The Second Coming of Virtual Worlds
An anonymous reader writes "Things have been a bit quiet on the virtual world front recently, but according to an article in Silicon.com, things are about to change. Apparently it's only now that virtual worlds are really going to become a force to be reckoned with. 'Now experts predict the virtual world phenomenon is entering a second phase in which businesses will become shrewder about their involvement in such environments and look more carefully at the tangible benefits they can realize. Emerging technology specialist at IBM, Robert Smart, is confident virtual worlds will become more important to businesses in the coming years.'"

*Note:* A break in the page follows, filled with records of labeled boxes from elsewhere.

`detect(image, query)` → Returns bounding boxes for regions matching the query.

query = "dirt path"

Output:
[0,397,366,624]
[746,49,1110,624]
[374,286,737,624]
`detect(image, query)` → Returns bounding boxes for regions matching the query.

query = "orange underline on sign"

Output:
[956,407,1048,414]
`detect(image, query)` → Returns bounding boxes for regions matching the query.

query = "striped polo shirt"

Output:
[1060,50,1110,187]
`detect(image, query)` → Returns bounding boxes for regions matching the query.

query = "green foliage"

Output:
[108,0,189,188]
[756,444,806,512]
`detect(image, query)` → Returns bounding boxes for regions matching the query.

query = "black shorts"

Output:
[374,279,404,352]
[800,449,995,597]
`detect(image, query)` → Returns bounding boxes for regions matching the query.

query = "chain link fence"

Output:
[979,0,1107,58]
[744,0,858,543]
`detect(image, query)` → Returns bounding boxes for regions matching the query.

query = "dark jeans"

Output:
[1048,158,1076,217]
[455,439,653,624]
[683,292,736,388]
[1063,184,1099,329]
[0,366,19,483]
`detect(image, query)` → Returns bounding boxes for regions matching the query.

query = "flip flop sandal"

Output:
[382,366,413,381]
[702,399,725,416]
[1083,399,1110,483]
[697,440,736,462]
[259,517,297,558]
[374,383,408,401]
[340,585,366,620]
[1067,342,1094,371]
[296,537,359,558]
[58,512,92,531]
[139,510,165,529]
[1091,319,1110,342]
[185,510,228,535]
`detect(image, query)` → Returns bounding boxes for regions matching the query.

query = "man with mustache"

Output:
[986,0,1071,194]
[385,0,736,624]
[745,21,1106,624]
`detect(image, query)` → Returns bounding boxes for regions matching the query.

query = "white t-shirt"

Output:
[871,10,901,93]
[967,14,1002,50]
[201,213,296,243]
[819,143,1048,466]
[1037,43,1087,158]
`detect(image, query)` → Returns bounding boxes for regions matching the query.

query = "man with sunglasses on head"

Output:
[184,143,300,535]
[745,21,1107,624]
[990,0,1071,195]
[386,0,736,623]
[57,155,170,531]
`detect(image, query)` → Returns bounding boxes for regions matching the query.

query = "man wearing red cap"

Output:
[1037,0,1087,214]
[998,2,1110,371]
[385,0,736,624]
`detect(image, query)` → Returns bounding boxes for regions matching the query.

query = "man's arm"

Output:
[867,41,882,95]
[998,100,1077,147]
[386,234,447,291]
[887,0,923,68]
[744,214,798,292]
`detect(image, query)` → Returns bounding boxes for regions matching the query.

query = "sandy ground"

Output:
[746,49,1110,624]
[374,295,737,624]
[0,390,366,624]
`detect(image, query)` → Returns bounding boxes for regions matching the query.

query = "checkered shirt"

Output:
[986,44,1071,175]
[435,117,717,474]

Real translation: some guy at IBM figured out there's money to be made from those who _haven't_ realized that yet. So, in keeping with the tradition of hyping technologies to people who don't actually need them, next you'll see IBM and a few others pitching something along the lines of WebSphere Virtual World Server 7.1 as the second cumming of Christ. To CIOs whose idea of staying on top of their branch is reading lists of buzzwords, from paid-for-PR articles disguised as technology news.
See, there's this funny thing about gold rushes. Almost invariably the only ones who made money are not the miners. It's those who sold equipment and food to them.
A lot of business in the IT world lately is creating your own fake gold rush by PR, and trying to sell picks to some people who won't strike gold because there is none. And this reads like yet another bubble trying to get started. The message is, basically, "OMG, there's so much money to be made from virtual worlds, and there are all these people who'd take you more seriously and give you more money if they could walk into your 3D virtual shop dressed as a furry. But you have to be careful about what virtual world and business kit you get, you know? Get ours." Have you heard that before? Right. A million times, probably.
E.g., Web 2.0: you'd get so much money and be the only ones profitable online, if you only had forums, and tags, and wikis, and supported BitTorrent. 'Cause it's all about empowering the users, baby. Build a better community web site, and they'll just beg to give you their money. No seriously, that's what the Web 2.0 trademark was supposed to mean. Well, until it was hijacked. There wasn't enough to be sold with that idea, so it got hijacked to mean: buy our funky javascript frameworks and servers, and you'll get everyone wanting to buy stuff from you. People only take an e-commerce site seriously if it has a megabyte of javascript per page, ya know?
E.g., portals. Everything has to be done using portlets, and reinvent in Javascript badly the multiple windows and window management that your OS already had anyway. Customers will only take you seriously and give you lots of money if you buy our portlet server. And here's a few strawmen and non-sequiturs about how if it's done with any different technology, it can't possibly be the view and the information that the customer wants. (Confusing content with a presentation layer technology, basically.)
Etc.
So now the next message and bubble will be: do it with 3D virtual worlds! Buy our virtual shop kit, and this time the customers will really take you seriously! Would we lie to you? Again?